Spare mountain makes a runway |

Spare mountain makes a runway

Kathy Heicher
Vail, CO Colorado
Dominique Taylor/Vail DailyMore than 2 million cubic yards of dirt is being moved to the airport to expand the runway, which will allow larger, fuller planes to use the airports.

EAGLE “A mountain is being moved to lengthen the runway at the Eagle County Airport by 1,000 feet.

Contractors with a brigade of giant earth scrapers are moving 2.5 million cubic yards of dirt across Cooley Mesa Road to create a platform for the extended runway.

All of that dirt moving is made possible by an unusual partnership between the county and a private landowner.

The scrapers are shoving dirt from 400 acres of private land and a 23-acre county property just across the road from the runway. The private property is the site of the proposed Saddleridge development ” a mixed-use project with a golf course, hotel, timeshare cabins, and 300,000 square feet of commercial space.

The Saddleridge developers needed to remove a massive quantity of dirt to shape the contours of their future golf course. The county needed approximately the same amount of dirt to extend the mesa under the runway.

Tom Buzbee, development manager for Saddleridge, says the timing was perfect. The dirt deal meant significant savings for the county and the developer.

“Think about it. There wasn’t 2.5 million yards of dirt anywhere else. You couldn’t have come up with a better arrangement no matter how hard you tried,” said Buzbee.

“It worked out pretty well,” says County Airport Terminal Manager Chris Anderson.

He said that if the county had been forced to haul in fill dirt from a more distant location, the cost would have likely been prohibitive.

The cost of trucking dirt in runs about $10-$15 per cubic yard, Project Engineer Josh Miller says.

Expanding the mesa under the airport isn’t a new concept. The county has been piling on the dirt for decades as the facility has expanded. This project will lengthen the runway to 9,000 feet from 8,000 feet.

Anderson says from the Federal Aviation Administration’s perspective, the runway extension is purely a safety project. The airport’s higher altitude means airplanes are operating in thinner air, which means there’s less lift for departing plans.

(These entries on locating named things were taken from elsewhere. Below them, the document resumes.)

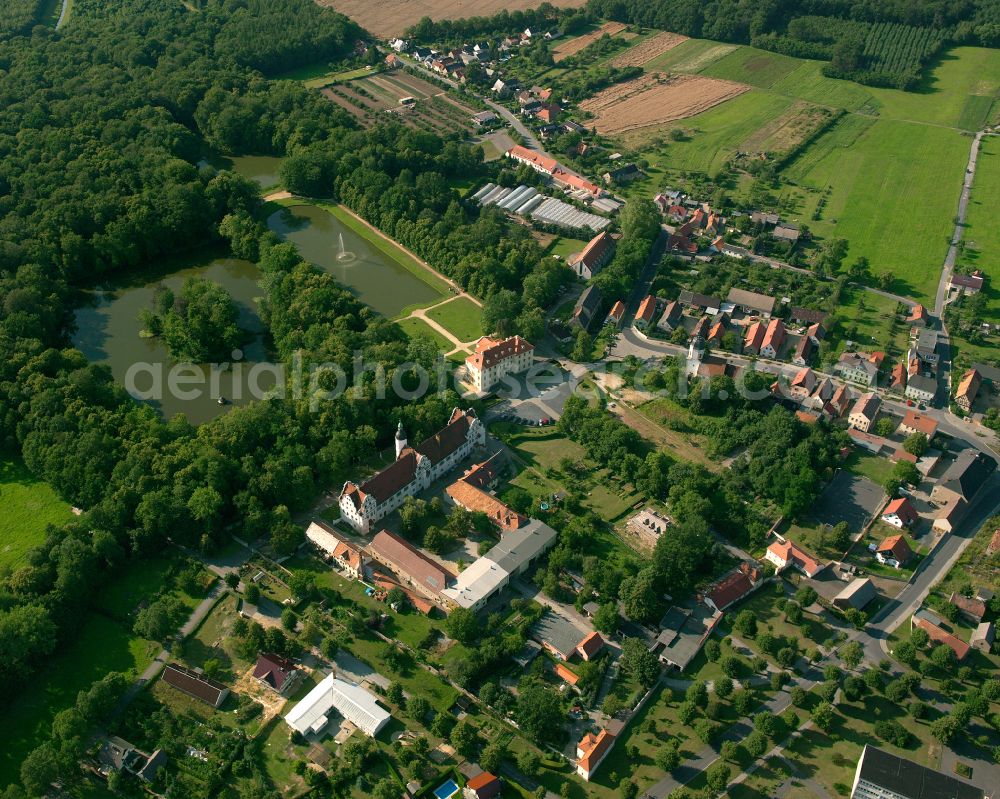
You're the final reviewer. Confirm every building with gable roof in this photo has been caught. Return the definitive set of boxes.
[340,408,486,534]
[465,336,535,391]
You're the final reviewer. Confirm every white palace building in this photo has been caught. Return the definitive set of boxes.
[340,408,486,534]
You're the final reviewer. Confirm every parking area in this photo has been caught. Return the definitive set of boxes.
[814,469,885,532]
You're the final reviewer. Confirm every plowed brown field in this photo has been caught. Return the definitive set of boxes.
[611,31,688,67]
[552,22,626,61]
[580,74,750,134]
[316,0,587,39]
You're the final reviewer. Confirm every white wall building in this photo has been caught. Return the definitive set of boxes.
[285,674,392,738]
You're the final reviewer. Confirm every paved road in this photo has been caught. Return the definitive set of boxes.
[934,131,990,316]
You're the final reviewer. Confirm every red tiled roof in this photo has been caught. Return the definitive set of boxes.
[914,619,969,660]
[507,144,559,174]
[635,294,656,322]
[576,633,604,660]
[465,771,500,799]
[445,480,528,530]
[903,411,937,440]
[555,663,580,685]
[708,571,753,610]
[253,653,295,691]
[465,336,535,370]
[576,728,615,773]
[878,532,917,563]
[368,530,455,593]
[567,230,615,269]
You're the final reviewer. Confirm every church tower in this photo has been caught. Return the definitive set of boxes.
[396,419,406,460]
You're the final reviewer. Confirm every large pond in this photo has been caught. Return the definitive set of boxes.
[73,258,275,424]
[267,205,441,318]
[223,155,281,189]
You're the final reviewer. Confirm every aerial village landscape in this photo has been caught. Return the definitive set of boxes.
[0,0,1000,799]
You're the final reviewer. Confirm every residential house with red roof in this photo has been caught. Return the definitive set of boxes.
[576,728,615,782]
[875,533,913,569]
[632,294,659,330]
[764,540,824,577]
[340,408,486,533]
[465,336,535,392]
[566,230,615,280]
[879,497,920,532]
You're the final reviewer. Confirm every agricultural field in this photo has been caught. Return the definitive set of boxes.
[0,453,73,570]
[580,75,749,135]
[318,0,587,39]
[552,22,626,63]
[609,31,688,67]
[427,297,483,342]
[322,72,476,135]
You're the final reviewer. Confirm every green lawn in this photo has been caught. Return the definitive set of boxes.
[427,297,483,341]
[0,453,73,570]
[398,317,455,352]
[785,115,969,301]
[0,615,159,785]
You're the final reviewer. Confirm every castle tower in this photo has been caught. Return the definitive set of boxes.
[396,419,406,460]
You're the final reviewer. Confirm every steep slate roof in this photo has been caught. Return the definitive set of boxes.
[859,744,983,799]
[463,336,535,376]
[939,448,997,502]
[162,663,229,707]
[368,530,455,593]
[253,653,296,691]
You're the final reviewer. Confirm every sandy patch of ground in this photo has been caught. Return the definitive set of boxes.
[552,22,626,62]
[317,0,586,38]
[611,31,688,67]
[580,74,750,134]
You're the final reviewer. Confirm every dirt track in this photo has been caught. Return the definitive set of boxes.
[580,74,750,134]
[611,31,688,67]
[316,0,586,39]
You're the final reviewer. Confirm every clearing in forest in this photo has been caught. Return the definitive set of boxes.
[580,74,750,135]
[611,31,688,67]
[552,22,627,62]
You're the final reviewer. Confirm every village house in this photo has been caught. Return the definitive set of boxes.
[285,674,392,738]
[340,408,486,533]
[760,319,788,358]
[875,533,913,569]
[465,336,535,392]
[726,288,775,318]
[969,621,996,653]
[764,540,825,577]
[306,520,368,580]
[879,497,920,532]
[896,411,937,441]
[834,352,878,386]
[571,285,603,330]
[161,663,229,708]
[955,369,983,413]
[847,391,882,433]
[604,300,625,328]
[910,608,969,663]
[903,374,938,402]
[253,652,302,696]
[576,728,615,782]
[948,591,986,624]
[566,230,615,280]
[951,269,984,295]
[632,294,659,330]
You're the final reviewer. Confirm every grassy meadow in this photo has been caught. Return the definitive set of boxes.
[0,453,73,569]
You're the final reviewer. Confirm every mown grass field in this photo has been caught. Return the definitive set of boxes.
[0,615,159,785]
[0,453,73,569]
[427,297,483,341]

“You can bring in a fully loaded plane presently. The trick is to get a fully loaded plane off the ground,” Anderson says.

Rick Ollum, construction manager for Eagle County, says a longer runway means larger planes.

The runway extension will not increase traffic at the airport, but the planes will be able to carry more passengers, Ollum says.

That means more profit for the airlines and terminal businesses; and more visitors to the county. The longer runway will also make it possible for air carriers to schedule direct flights from Eagle to the East Coast, with a profitable load of passengers.

The work that stated last week is the second phase of a three-year project. Last summer, a brigade of scrapers worked six days a week, from 6 a.m. to 9 p.m., moving 1.2 million cubic yards of dirt from the Saddleridge property, across Cooley Mesa Road to the airport.

This year, the schedule is less demanding, and only about a dozen scrapers are needed ” about half as many as last year.

The scrapers will move 800,000 cubic yards of dirt from the 23-acre county parcel just across the road, adding another 18-20 feet to the grade of the new runway.

Ollum says the newly-leveled county land could be used for accessory airport businesses.

The new runway will be paved next summer.